As we approach the 20th year of publication for Journal of Greek Linguistics—just one year to go to that milestone—we bring to you, our readers, in this issue three articles with contents that for us are not at all atypical: two articles on Ancient Greek and one on Modern Greek, in this case all focusing, as it happens, on matters of syntax and/or semantics.

The one on Modern Greek, “Adjective-Noun combinations in Romance and Greek of Southern Italy. Polydefiniteness revisited” by Cristina Guardiano and Melita Stavrou, takes a very detailed look at the phenomenon of polydefiniteness in nominal syntax and semantics in Greek in general, including Standard Modern Greek, but in particular in the Modern Greek dialects of Southern Italy, with an eye to whether they have been affected by contact with Romance varieties.

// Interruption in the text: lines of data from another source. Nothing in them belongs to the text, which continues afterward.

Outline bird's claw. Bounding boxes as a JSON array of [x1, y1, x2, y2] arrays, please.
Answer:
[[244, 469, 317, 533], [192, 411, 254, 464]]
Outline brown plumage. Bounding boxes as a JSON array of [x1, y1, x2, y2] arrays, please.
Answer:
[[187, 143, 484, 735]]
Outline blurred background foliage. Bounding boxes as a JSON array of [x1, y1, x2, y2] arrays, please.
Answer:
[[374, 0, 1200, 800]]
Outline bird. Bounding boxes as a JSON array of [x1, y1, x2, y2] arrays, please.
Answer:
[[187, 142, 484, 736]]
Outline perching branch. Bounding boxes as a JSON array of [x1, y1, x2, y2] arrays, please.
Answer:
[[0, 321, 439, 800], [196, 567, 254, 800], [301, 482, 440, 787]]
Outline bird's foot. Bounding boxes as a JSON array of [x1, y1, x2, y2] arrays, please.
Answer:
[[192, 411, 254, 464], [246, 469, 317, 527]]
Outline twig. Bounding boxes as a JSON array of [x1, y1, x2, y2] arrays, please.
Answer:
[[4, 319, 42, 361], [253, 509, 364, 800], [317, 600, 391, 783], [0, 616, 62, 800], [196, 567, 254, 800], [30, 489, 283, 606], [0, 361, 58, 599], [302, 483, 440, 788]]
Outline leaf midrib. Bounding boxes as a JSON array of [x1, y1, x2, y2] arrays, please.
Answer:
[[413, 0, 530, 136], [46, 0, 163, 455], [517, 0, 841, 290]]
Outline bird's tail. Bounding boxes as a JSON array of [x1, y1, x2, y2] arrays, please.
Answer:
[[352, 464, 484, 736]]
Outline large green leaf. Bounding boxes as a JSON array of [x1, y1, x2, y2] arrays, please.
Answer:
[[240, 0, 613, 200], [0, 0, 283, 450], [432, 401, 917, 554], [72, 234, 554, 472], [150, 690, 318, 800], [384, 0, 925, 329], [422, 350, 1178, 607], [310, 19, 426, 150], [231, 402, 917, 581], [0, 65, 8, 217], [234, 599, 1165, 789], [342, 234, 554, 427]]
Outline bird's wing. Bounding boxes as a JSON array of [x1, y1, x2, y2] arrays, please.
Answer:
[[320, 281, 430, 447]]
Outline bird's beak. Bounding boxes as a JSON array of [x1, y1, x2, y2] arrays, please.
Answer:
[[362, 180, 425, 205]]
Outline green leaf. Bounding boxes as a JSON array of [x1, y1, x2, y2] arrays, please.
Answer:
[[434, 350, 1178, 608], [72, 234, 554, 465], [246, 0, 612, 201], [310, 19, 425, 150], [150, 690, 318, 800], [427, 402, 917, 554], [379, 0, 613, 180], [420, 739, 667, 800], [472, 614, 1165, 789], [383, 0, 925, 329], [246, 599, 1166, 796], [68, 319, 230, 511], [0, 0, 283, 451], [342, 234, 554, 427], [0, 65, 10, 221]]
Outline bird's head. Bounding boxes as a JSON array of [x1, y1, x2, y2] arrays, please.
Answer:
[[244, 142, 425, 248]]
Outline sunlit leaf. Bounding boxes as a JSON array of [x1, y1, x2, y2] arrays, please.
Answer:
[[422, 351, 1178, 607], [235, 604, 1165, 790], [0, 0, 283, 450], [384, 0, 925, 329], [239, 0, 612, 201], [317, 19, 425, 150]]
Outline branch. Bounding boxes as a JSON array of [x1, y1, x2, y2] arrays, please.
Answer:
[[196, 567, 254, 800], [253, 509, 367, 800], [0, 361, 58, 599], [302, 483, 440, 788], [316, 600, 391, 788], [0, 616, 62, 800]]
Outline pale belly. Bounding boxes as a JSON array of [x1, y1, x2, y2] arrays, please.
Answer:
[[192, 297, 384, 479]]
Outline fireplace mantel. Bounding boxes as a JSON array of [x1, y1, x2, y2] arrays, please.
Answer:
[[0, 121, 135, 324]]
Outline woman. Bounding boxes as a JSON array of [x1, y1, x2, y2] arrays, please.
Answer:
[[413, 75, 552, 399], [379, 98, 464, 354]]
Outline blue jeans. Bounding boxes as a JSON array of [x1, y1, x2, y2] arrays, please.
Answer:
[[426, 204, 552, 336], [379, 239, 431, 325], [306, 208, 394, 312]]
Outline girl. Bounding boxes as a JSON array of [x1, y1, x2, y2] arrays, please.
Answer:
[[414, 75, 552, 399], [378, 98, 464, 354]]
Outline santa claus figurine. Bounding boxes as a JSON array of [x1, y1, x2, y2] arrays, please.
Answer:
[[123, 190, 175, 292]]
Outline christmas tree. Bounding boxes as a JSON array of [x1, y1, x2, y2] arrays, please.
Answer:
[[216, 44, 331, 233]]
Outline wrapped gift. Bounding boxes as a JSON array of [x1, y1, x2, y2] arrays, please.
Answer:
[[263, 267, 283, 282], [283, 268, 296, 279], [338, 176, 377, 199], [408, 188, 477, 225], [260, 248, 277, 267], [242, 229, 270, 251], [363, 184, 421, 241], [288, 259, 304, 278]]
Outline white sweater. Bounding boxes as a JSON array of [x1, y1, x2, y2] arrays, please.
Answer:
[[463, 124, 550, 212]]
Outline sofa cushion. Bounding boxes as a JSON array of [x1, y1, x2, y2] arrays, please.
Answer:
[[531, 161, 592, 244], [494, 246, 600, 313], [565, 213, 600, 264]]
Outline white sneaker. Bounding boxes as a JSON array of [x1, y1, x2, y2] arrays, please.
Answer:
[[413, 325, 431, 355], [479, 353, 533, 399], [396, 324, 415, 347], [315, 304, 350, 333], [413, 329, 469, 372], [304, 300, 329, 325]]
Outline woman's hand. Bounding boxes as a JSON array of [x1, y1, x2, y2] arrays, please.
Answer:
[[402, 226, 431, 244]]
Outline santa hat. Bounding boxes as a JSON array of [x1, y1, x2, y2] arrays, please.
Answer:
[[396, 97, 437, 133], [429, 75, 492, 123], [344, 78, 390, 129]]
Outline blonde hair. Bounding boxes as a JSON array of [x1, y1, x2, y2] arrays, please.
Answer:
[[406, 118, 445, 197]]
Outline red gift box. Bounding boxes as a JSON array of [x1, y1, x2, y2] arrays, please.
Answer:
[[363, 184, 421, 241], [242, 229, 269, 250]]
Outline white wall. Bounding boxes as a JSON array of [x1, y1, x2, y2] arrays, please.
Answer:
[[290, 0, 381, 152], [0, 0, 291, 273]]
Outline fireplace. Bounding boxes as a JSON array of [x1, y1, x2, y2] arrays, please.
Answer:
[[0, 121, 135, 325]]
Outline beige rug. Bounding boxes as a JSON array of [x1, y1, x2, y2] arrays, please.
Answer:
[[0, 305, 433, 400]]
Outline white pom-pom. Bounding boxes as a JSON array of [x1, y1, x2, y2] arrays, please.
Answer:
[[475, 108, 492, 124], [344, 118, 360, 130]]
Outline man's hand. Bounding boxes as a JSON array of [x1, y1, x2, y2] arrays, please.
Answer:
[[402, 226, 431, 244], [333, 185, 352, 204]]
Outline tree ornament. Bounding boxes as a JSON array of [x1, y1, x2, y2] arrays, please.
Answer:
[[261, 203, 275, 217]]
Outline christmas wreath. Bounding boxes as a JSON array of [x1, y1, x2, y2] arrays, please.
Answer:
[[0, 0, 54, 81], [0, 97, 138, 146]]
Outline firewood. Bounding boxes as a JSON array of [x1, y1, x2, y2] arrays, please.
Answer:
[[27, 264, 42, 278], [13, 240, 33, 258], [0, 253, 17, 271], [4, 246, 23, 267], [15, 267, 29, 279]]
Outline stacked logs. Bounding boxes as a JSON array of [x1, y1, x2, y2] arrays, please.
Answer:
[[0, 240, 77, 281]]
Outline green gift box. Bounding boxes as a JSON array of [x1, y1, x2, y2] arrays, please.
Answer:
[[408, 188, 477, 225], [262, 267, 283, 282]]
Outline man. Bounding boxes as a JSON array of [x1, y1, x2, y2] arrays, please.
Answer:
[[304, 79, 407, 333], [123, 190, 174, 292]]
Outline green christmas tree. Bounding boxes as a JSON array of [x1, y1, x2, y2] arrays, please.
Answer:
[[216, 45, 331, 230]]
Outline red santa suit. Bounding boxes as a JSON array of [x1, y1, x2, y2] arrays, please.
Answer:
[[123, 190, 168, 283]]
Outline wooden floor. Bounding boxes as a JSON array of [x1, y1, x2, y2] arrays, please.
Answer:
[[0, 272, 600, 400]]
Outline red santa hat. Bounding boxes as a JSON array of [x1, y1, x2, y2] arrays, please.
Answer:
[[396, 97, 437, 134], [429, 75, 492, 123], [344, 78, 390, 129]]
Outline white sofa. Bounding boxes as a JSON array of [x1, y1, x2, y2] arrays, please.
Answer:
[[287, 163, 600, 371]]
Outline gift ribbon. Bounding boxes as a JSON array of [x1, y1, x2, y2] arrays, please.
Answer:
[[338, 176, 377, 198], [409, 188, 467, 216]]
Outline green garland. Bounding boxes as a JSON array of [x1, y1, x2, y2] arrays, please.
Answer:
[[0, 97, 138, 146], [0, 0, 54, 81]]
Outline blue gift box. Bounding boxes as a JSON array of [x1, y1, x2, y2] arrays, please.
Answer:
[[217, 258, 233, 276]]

The two other articles are on Ancient Greek but employ very modern methodology. Francesco Mambrini’s “Nominal vs copular clauses in a diachronic corpus of Ancient Greek historians. A treebank-based analysis” shows the value of using treebanks. Treebanks are a computational tool that has only recently become available for Ancient Greek. By encoding the syntactic structure of texts in a corpus, they facilitate quantitative investigations of syntax and expose the source data in a way that make corpus studies of syntax more replicable and empirically more solid. Ezra la Roi, in his “Epistemic Modality, Particles and the Potential Optative in Classical Greek” applies the analytic framework of Functional Grammar (Dik 1997) and Functional Discourse Grammar (Hengeveld & Mackenzie 2008) to the long-standing problem of the semantics of the optative mood in Ancient Greek.

Together, these three papers show the value of fine-grained syntactic and semantic analysis, whether using new tools or new frameworks, as a way of advancing our understanding of the Greek language, ancient or modern, standard or dialectal. They constitute a fine beginning to the new year for the journal.